New research has revealed a mutual relationship between eye movements and the sense of touch.
Tiny eye movements can be used as an index of humans' ability to anticipate relevant information in the environment independent of the information's sensory modalities like light, sound, taste, temperature, pressure and smell.
"This connection between the eyes and touch reveals a surprising link across perception, cognition, and action," adds Stephanie Badde, an NYU post-doctoral researcher and first author of a study published in journal Nature Communications.
"The fact that tiny eye movements can hinder our ability to discriminate tactile stimuli, and that the suppression of those eye movements before an anticipated tactile stimulus can enhance that same ability, may reflect that common brain areas, as well as common neural and cognitive resources, underlie both eye movements and the processing of tactile stimuli," explains Marisa Carrasco, a professor of psychology and neural science at New York University and the senior author of the paper.
Tactile stimulation activates the nerve signals beneath the skin’s surface and informs the body of different touch sensations that include texture, temperature and other touch-sensations.
The study asked human participants to distinguish between two kinds of vibrations ("fast"—high frequency vs. "slow"—low frequency) that were produced by a device connected to their finger. The researchers then tracked even the tiniest of their involuntary eye movements, known as micro-saccades. These small, rapid eye-movements are known to occur even when we try to fixate our gaze on one spot. Here, participants were instructed to focus their vision on a fixation spot on a computer screen. A cue—a tap elicited by the device at their finger—would announce the next imminent vibration.

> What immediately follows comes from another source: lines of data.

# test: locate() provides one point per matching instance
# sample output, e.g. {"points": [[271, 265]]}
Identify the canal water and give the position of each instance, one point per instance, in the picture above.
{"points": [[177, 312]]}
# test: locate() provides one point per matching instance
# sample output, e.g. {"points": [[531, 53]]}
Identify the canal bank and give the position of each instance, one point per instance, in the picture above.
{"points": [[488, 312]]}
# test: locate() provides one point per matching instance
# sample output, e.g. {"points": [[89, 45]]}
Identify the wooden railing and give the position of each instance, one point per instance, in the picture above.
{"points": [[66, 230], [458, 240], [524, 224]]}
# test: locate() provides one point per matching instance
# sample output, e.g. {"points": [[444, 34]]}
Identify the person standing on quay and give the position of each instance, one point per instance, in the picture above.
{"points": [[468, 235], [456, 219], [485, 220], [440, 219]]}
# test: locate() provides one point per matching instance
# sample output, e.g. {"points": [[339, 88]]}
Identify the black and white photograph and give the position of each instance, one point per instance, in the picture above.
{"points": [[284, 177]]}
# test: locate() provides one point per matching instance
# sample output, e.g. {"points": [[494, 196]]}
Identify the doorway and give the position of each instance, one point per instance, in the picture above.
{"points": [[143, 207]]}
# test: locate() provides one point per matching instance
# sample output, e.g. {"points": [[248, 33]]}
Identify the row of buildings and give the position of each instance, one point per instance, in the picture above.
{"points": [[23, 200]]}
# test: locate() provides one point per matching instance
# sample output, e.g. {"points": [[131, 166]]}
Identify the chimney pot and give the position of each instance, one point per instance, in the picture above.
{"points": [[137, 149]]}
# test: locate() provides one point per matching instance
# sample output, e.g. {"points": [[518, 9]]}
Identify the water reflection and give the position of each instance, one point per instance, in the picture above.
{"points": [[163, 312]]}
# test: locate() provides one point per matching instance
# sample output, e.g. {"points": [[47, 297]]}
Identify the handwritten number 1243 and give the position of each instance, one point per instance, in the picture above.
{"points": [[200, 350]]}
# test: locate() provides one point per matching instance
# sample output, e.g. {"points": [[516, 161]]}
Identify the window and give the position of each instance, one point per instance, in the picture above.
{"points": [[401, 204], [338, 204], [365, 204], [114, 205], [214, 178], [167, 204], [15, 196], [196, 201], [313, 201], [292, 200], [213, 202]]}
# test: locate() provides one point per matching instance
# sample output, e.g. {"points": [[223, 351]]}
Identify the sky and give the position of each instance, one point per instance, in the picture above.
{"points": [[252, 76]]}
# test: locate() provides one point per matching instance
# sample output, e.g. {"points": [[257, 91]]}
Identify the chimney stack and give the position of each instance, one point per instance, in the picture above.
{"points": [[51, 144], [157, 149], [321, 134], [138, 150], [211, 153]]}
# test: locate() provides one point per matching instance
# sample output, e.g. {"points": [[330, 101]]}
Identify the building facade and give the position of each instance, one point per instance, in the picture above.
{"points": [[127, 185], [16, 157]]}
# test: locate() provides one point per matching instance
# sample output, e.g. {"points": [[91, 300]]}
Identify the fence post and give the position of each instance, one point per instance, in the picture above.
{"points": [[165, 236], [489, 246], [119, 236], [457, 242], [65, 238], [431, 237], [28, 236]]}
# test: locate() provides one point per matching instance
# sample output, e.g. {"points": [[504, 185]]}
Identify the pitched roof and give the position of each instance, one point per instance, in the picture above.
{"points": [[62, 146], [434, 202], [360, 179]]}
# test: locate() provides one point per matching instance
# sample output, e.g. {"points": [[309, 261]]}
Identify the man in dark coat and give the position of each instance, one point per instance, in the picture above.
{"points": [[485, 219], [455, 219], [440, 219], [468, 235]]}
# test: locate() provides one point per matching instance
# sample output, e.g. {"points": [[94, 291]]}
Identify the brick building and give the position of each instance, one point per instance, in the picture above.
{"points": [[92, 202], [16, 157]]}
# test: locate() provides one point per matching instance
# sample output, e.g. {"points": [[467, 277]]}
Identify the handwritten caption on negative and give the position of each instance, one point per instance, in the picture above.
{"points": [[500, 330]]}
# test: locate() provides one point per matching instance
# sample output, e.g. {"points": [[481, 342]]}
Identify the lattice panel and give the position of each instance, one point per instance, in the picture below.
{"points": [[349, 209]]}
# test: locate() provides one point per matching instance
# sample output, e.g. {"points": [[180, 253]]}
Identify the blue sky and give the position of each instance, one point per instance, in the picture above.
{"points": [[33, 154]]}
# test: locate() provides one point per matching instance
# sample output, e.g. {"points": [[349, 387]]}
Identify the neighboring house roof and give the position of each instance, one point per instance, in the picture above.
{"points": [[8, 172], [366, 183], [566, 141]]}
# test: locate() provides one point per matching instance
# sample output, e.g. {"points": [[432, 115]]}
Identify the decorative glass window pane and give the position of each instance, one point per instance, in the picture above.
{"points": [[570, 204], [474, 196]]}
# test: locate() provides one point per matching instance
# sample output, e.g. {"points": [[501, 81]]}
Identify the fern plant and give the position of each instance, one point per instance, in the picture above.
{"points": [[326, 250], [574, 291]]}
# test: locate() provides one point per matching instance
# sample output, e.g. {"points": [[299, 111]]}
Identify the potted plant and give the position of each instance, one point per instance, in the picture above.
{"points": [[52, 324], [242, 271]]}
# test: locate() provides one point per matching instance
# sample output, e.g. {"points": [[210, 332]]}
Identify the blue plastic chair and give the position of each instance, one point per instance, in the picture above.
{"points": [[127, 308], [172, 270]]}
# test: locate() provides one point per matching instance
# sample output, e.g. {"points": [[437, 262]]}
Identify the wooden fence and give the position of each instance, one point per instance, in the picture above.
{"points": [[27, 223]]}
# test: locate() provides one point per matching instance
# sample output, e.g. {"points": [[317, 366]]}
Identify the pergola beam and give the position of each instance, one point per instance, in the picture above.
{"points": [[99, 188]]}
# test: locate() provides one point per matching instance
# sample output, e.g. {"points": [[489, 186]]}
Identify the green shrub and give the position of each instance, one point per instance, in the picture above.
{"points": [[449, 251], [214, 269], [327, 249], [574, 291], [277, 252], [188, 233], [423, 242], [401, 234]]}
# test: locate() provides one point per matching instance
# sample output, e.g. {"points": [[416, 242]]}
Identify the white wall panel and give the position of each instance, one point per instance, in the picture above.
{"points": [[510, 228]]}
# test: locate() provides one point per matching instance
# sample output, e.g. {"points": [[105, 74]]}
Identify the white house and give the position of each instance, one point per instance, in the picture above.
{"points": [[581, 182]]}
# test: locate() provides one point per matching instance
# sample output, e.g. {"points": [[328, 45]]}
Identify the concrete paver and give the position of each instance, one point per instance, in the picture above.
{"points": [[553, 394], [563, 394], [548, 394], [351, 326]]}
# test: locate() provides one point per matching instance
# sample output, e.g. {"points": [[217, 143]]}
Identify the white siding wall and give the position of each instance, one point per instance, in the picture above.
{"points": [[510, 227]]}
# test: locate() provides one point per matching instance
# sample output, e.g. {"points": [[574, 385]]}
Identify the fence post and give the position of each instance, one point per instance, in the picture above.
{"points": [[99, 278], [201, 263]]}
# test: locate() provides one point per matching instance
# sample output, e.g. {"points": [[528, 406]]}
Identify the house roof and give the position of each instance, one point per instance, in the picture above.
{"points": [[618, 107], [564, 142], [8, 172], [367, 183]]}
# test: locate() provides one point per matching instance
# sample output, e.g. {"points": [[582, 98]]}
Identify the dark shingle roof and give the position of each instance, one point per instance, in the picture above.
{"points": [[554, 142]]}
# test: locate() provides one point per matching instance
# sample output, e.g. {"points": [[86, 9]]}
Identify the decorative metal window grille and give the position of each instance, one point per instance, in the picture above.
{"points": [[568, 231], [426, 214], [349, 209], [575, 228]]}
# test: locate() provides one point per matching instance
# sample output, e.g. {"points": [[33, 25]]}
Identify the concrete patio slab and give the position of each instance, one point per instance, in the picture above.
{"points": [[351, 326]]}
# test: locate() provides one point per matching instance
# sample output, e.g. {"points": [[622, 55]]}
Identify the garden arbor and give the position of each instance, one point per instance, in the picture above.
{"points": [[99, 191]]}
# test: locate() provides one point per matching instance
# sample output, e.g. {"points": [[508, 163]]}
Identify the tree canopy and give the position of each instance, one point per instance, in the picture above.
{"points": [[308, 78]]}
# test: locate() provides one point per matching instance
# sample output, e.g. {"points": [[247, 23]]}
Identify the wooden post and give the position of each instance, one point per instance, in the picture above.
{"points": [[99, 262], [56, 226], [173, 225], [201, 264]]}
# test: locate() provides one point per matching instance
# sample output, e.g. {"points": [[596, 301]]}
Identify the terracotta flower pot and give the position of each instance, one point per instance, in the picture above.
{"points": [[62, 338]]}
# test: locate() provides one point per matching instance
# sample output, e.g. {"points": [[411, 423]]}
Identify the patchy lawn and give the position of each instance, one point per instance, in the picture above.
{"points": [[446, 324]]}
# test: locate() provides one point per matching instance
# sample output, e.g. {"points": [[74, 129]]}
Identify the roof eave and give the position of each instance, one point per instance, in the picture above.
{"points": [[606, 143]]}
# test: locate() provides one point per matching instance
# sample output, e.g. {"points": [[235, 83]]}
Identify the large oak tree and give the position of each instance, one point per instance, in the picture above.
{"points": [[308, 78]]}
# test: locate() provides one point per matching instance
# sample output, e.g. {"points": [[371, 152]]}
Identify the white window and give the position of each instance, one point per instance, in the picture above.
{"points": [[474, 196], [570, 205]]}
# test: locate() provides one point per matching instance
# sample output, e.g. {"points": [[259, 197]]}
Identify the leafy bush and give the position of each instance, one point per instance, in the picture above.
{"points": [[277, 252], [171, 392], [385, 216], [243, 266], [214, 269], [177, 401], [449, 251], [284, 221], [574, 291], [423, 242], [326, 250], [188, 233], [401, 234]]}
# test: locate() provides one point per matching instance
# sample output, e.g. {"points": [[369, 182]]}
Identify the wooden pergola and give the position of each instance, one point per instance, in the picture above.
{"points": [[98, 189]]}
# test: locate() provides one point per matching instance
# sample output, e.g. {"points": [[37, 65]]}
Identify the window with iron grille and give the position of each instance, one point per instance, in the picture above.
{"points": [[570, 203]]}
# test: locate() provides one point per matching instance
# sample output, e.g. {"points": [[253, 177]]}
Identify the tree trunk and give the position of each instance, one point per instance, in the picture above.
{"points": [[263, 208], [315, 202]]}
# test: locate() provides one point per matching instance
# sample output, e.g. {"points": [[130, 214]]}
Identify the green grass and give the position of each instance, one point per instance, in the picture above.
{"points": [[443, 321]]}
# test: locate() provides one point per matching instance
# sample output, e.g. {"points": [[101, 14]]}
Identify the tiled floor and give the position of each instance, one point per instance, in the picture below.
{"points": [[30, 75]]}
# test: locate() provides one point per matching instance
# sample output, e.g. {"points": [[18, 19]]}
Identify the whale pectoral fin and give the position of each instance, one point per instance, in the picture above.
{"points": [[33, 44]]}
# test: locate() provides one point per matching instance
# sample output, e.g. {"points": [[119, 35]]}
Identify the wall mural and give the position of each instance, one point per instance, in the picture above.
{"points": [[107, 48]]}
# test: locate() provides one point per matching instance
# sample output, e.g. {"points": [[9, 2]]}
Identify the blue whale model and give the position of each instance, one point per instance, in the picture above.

What the participants did not know is that the time interval between that cue and the tactile vibration was a central part of the experimental design.
The manipulation of that interval allowed participants in some blocks to predict with more accuracy precisely when the vibration would happen. Notably, when they had that precise information, the researchers could see not only how the participants' microsaccade rates— small saccades typically less than 0.1 degree of visual angle produced during attempted fixation—would decrease just before the vibration stimulus, but also how their ability to distinguish between fast and slow vibrations was enhanced by the suppression of microsaccades (also known as fixational saccades).
Caroline Myers, an NYU graduate student, and Shlomit Yuval-Greenberg, an associate professor at Tel-Aviv University were the co-authors of the paper.